Our picturesque depictions do not only fall short of accuracy — they are nowhere close to reality.

So if you are feeling gut-wrenching pain this year, take heart. When the carols and shopping and twinkling lights don’t slake your thirst for peace, there is a deeper truth to Christmas that you may find quenches the deep desires of your soul.

This Jesus, He is for us all.

Not just for the cleaned-up ones.

As carved and perfect as we may try and seem, none of us really have it together. We’re more like the actual nativity scene than we are our well-choreographed imitations. We’ve got blood and sweat and fear and worry and confusion in our lives.

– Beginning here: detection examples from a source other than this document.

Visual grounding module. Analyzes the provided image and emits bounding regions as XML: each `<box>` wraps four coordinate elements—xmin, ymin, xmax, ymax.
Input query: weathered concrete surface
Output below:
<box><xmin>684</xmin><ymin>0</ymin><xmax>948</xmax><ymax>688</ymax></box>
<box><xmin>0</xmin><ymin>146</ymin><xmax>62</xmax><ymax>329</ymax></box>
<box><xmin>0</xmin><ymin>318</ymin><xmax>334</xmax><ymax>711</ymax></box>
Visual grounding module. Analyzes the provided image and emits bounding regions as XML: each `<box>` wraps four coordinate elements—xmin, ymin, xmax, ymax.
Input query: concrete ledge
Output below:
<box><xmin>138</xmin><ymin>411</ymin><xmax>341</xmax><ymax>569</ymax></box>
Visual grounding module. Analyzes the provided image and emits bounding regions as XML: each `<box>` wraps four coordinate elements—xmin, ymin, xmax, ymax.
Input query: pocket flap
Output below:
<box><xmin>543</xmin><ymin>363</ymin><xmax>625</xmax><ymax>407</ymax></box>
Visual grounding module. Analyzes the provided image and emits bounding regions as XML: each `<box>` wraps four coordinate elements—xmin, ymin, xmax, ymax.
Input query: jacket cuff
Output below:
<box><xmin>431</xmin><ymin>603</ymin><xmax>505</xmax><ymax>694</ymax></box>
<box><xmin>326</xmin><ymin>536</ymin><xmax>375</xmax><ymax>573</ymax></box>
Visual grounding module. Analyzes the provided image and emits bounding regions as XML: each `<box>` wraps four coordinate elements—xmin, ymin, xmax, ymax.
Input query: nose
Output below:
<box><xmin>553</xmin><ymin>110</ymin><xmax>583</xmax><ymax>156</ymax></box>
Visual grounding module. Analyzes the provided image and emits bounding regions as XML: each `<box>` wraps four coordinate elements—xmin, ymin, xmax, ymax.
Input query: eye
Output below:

And so did the first Christmas.

Jesus was not just a little chubby baby in the firelight. You don’t have to feel out of place, or unwelcome in picture-perfect scenes that you fear your screwed up life might spoil. Hard feelings can’t ruin the Christmas spirit, because hard feelings were baked in from the start.

There was no disinfectant at the first Christmas, so there’s no need to try and rub it all over your life as you approach Jesus.

We may all be the girl on the ground in the dark…but Jesus is right there with us.

He is not intimidated by the tension and uncertainty. It is under such conditions that he chose to make his home with us in the first place.